We love Nearly Naked Theatre, and not just because artistic director and founder Damon Dering always gets at least one cast member to take off all their clothes. Founded 20 years ago, this longstanding avant-garde troupe has brought us everything from Harvey Fierstein's Torch Song Trilogy to Richard O'Brien's Rocky Horror Show to not one, but two productions of Peter Shaffer's Equus. If the Naked folks don't hit it out of the park with every production, they do always deliver something unique and original. And if they've lately been hard to find (their website hasn't been updated in a couple of years, and it's rumored that they've left their former home at Phoenix Theatre), it's always worth it once you find them.

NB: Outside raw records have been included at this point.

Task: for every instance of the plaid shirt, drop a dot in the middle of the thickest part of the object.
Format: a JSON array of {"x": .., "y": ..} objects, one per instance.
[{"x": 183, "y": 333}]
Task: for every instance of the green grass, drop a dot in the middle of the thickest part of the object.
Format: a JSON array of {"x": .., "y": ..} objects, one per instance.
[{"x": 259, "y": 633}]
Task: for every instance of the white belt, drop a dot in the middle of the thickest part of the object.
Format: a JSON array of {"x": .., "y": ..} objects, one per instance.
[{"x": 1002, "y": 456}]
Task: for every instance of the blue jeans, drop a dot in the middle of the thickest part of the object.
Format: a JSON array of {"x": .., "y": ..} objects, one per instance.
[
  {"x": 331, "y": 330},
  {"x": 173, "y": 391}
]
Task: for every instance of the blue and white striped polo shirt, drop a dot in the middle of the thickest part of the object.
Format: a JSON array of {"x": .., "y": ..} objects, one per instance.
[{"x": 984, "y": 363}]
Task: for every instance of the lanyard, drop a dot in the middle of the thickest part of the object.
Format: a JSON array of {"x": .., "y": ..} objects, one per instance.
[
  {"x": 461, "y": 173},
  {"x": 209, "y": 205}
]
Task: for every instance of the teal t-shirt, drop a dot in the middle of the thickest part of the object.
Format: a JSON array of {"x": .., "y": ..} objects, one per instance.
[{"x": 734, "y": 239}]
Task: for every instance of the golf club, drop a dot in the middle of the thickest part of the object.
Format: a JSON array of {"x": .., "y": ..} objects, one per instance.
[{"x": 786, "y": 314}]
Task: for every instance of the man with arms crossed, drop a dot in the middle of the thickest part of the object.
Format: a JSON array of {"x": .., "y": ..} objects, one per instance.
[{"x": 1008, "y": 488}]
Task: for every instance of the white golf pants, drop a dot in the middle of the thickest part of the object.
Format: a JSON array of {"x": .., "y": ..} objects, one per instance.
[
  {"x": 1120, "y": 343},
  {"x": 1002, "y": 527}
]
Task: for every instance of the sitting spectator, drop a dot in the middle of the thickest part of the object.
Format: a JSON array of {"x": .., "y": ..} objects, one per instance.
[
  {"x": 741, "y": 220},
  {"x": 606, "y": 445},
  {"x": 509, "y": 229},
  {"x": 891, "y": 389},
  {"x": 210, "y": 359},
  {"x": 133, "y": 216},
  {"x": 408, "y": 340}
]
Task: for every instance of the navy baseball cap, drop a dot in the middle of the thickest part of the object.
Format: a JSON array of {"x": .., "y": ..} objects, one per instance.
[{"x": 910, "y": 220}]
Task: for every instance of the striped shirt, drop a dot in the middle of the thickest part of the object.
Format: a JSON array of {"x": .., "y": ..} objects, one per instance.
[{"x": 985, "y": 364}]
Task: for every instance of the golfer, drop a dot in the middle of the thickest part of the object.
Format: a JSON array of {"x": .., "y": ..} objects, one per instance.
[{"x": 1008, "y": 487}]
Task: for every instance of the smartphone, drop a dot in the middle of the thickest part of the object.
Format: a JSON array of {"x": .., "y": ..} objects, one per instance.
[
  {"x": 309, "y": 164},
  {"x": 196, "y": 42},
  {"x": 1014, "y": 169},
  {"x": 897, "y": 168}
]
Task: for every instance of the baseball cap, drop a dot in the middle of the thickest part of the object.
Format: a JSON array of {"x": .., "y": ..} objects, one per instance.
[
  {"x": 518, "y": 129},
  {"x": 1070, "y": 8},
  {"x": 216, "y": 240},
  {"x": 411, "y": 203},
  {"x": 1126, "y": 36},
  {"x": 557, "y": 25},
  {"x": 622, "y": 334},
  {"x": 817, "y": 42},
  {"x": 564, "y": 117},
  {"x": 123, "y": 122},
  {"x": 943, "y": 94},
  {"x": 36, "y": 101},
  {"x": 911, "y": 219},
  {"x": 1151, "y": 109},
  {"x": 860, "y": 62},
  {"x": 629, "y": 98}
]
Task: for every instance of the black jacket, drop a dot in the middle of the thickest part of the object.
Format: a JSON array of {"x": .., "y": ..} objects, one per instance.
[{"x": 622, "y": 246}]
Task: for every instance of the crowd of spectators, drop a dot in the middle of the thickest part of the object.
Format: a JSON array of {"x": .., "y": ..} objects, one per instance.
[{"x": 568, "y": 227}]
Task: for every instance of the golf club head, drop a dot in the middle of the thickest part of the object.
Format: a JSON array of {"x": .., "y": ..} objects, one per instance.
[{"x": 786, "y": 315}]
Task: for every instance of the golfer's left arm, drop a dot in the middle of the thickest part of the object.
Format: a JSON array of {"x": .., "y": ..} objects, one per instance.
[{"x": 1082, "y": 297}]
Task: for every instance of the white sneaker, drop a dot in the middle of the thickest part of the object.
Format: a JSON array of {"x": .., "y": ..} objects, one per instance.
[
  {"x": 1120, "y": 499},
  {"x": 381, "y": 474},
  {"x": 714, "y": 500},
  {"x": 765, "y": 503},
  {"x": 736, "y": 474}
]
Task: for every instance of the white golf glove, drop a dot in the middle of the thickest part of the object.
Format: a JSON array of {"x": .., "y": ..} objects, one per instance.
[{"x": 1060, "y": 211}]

Stray Cat's production of Jack Thorne's dark drama belonged almost entirely to Veronica Mars actor Duane Daniels. As a creepy fellow who hides behind trees and slits the throats of college kids, he created a canny set of scenes that helped elevate an otherwise ordinary story. Based on the 2004 novel of the same name by John Lindqvist, and on the author's screenplay for a 2008 Swedish film adaptation, Let the Right One In sold like crazy to fans of vampire fiction and those who like their romance to include a certain amount of gore. The blood in Stray Cat's production, nicely directed by the company's artistic director, Ron May, was neatly contained, though — fortunately — Daniels' performance was not. He played a shifty slob who skulked about a cold, lonely set, the whites of his eyes illuminating shadows and suggesting evil with just the set of his shoulders and the grumble of his voice. Bravo.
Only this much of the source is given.